Cleveland: At the Crossroads of Healing and the Arts

A music therapist  works with a patient recovering from a stroke
A music therapist  works with a patient recovering from a stroke. Courtesy of Cleveland Clinic.

Earlier this year, the Community Partnership for Arts and Culture—or CPAC—released a white paper that examined the impact of the arts on healing in Cleveland, Ohio. Creative Minds in Medicine: A Cleveland Creative Intersection presented six case studies of programs that embrace the arts in their healing practices, and demonstrate the ameliorative power of the arts for patients, their families, medical practitioners. The case studies examined in Creative Minds in Medicine cast a wide net: from training medical students in the advantages of art therapy; to the sense of comfort created through architectural design at the Hospice of the Western Reserve; to the Arts and Medicine Institute at the Cleveland Clinic, whose arts programming and commitment to whole patient care stands at the forefront of work taking place at the intersection of art and medicine, not just in Cleveland but throughout the world.

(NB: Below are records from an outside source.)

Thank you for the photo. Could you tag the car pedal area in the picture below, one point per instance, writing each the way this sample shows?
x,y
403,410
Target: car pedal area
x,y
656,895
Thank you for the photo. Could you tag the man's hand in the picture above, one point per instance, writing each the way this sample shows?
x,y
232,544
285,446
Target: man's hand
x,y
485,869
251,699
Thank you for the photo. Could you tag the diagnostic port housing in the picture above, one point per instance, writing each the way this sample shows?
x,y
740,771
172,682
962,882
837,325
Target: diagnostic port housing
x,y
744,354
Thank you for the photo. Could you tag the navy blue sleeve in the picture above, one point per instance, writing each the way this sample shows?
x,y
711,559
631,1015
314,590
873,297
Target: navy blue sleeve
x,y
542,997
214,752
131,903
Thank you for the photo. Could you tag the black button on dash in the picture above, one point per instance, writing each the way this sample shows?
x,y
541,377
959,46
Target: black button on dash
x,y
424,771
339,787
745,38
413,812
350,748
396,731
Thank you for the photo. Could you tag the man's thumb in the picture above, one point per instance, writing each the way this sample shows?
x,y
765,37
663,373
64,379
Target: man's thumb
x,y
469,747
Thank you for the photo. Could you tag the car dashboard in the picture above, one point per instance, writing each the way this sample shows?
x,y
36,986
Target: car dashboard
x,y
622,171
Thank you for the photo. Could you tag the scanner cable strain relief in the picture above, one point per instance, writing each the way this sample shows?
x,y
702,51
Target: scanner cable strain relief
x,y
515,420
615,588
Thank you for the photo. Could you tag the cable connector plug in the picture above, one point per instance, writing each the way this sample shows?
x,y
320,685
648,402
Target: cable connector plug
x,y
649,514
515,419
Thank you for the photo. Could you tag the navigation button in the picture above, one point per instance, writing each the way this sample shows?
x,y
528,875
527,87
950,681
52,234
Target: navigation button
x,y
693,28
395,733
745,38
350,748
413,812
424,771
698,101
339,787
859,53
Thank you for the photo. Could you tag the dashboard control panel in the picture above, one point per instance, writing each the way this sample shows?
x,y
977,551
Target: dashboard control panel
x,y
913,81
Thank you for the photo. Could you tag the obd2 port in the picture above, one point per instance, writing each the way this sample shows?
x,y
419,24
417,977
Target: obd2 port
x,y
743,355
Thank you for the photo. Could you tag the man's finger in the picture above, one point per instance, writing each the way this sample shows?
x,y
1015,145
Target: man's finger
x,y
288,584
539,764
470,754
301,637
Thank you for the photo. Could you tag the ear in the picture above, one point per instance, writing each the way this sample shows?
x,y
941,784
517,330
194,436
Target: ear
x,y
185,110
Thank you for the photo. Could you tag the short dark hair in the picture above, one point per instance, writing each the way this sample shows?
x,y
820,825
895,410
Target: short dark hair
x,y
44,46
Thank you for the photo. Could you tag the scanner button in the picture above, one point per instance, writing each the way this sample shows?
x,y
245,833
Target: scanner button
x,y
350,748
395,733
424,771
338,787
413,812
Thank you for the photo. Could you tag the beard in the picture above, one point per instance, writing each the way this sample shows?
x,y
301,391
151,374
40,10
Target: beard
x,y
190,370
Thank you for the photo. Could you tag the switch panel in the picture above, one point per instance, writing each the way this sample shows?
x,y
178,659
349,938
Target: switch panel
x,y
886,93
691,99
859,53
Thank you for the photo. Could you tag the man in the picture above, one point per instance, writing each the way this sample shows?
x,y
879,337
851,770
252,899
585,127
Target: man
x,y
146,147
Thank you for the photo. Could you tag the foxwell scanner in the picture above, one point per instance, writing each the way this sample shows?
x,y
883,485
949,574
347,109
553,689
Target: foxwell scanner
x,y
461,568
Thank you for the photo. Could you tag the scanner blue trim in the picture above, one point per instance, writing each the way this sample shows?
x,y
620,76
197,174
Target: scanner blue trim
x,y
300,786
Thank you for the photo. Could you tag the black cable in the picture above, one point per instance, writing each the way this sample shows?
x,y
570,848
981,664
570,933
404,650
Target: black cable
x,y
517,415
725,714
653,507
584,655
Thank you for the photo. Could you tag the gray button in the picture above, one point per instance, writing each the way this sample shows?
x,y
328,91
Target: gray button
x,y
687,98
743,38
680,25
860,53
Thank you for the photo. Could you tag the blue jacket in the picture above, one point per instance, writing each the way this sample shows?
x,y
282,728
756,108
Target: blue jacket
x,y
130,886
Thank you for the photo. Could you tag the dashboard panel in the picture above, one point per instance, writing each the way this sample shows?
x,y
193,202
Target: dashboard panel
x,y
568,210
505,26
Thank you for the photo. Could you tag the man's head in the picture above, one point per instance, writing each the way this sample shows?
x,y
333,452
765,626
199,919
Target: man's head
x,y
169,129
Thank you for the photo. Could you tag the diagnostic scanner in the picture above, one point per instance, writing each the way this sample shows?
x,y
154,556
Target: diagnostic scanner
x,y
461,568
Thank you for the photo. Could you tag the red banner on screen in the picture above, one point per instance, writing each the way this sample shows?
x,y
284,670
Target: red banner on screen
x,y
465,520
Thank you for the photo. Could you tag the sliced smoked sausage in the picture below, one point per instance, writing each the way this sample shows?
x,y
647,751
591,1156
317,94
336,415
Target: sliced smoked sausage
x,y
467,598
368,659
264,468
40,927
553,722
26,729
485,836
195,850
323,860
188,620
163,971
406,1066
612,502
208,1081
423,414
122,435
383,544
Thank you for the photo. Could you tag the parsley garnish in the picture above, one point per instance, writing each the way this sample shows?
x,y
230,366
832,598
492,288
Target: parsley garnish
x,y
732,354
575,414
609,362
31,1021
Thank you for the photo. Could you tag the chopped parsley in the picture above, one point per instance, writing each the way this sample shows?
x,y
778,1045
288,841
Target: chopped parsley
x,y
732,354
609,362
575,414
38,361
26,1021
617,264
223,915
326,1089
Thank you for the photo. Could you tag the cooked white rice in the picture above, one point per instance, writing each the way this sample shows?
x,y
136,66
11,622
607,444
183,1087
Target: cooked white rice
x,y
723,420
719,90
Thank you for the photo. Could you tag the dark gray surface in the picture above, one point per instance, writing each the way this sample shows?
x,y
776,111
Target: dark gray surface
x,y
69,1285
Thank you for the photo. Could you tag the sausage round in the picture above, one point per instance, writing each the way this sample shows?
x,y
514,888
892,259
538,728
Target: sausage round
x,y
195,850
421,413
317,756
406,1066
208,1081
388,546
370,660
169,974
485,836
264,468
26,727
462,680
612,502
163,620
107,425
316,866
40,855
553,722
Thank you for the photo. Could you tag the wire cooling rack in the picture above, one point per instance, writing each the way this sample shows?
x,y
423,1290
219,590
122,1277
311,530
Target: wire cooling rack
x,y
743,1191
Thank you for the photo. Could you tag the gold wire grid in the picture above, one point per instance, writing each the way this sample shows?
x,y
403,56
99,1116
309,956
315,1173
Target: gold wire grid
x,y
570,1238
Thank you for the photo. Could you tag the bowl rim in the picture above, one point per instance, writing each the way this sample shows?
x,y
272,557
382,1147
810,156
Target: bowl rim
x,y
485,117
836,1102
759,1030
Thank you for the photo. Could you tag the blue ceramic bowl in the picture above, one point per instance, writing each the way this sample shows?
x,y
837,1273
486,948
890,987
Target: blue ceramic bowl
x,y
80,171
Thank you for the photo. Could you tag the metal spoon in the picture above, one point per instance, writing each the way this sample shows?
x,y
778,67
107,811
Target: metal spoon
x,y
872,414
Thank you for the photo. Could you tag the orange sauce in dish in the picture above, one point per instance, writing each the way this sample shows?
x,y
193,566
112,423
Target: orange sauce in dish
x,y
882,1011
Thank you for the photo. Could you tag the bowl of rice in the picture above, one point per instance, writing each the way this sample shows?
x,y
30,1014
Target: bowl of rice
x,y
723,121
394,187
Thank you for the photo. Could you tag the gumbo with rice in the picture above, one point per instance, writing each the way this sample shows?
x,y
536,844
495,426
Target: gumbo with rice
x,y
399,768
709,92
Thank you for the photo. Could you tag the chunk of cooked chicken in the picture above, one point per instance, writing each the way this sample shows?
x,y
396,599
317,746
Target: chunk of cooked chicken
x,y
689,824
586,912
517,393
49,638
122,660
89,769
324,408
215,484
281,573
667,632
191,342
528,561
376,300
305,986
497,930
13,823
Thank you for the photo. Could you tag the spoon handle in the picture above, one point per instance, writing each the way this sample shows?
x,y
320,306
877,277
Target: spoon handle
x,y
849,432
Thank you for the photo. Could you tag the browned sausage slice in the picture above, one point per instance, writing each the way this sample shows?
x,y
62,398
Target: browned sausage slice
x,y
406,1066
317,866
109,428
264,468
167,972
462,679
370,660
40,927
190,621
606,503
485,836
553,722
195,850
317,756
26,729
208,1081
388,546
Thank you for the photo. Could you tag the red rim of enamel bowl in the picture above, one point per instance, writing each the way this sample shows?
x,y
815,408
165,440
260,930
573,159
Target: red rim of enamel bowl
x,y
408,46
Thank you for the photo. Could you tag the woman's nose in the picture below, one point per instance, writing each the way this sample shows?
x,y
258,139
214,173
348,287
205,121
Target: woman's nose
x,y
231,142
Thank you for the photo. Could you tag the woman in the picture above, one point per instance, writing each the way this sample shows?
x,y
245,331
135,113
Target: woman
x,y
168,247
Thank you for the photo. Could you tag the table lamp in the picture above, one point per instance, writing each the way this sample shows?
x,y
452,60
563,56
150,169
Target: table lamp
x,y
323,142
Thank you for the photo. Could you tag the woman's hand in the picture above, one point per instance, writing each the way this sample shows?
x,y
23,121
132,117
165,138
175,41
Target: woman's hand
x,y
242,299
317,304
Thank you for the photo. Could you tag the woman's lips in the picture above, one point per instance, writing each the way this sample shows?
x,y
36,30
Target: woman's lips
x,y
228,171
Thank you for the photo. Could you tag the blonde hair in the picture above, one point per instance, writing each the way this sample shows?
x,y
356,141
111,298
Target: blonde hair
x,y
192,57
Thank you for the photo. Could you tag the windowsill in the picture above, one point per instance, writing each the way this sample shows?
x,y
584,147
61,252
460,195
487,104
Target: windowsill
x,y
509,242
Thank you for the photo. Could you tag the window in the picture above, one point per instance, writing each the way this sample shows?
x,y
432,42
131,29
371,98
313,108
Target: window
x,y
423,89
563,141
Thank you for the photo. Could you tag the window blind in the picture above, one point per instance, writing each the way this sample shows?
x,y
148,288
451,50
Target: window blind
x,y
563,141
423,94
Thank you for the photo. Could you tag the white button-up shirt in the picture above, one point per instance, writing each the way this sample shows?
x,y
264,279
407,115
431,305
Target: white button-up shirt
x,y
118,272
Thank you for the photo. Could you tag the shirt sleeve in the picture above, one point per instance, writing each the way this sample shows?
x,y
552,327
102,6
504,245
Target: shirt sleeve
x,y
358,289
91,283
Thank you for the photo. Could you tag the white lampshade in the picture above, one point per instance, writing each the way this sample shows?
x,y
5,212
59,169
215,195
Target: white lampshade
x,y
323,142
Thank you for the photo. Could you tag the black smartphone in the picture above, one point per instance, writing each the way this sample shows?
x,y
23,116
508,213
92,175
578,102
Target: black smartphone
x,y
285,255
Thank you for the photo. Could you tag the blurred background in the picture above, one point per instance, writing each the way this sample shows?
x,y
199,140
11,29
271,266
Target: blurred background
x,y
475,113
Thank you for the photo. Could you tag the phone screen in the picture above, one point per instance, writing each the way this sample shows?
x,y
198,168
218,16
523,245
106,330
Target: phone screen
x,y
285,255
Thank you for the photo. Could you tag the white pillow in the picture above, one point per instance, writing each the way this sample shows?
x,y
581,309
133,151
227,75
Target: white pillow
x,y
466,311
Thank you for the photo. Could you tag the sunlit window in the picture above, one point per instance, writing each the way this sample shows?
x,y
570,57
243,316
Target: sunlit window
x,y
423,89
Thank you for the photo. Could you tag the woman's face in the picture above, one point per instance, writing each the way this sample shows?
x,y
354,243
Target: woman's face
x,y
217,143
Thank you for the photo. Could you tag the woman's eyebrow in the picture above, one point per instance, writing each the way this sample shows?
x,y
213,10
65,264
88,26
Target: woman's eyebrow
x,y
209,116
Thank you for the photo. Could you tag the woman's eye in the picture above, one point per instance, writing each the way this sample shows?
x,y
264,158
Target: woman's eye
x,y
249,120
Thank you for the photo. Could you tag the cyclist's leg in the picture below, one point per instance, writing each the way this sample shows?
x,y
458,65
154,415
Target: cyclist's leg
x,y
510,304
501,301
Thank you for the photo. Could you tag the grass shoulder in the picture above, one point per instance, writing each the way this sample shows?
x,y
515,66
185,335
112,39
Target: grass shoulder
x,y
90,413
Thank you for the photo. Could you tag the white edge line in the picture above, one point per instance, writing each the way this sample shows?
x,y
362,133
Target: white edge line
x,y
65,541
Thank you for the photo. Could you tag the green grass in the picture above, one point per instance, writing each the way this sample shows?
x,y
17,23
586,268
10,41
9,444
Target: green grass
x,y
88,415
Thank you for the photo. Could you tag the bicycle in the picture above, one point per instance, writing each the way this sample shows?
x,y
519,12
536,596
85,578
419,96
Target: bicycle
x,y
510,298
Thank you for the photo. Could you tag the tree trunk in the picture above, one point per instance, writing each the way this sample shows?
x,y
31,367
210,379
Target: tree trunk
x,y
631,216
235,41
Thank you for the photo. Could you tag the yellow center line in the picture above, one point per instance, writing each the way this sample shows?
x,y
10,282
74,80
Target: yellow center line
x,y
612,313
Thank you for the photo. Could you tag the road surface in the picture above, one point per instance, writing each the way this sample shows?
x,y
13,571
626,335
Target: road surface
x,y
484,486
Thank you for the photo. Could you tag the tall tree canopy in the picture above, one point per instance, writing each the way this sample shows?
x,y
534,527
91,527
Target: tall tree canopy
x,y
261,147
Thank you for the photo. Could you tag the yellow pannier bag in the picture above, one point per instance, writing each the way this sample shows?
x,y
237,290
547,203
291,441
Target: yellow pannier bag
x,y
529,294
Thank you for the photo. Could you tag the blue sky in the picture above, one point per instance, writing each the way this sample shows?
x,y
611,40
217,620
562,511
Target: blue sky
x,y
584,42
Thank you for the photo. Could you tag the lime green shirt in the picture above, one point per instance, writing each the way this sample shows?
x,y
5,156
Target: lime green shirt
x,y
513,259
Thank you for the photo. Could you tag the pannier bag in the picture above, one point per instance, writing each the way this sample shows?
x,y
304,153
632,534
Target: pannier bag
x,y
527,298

CPAC Director Tom Schorgl, and Maria Jukic, executive director of Cleveland Clinic’s Arts and Medicine Institute, sat down to discuss the various ways the lively Cleveland arts community has joined forces with medical innovators, and with Cleveland Clinic’s extraordinary arts and healing programming. 

(A note about the music: The flute and guitar improvisation was recorded recently at the Cleveland Clinic when Robert Gruca (guitar) and Linda White (flute) performed. Thanks to Gregory Bonanno of the Cleveland Clinic for recording. The other guitar piece is "I Won't Go to Bed," composed and performed by Adhitia Sofyan.)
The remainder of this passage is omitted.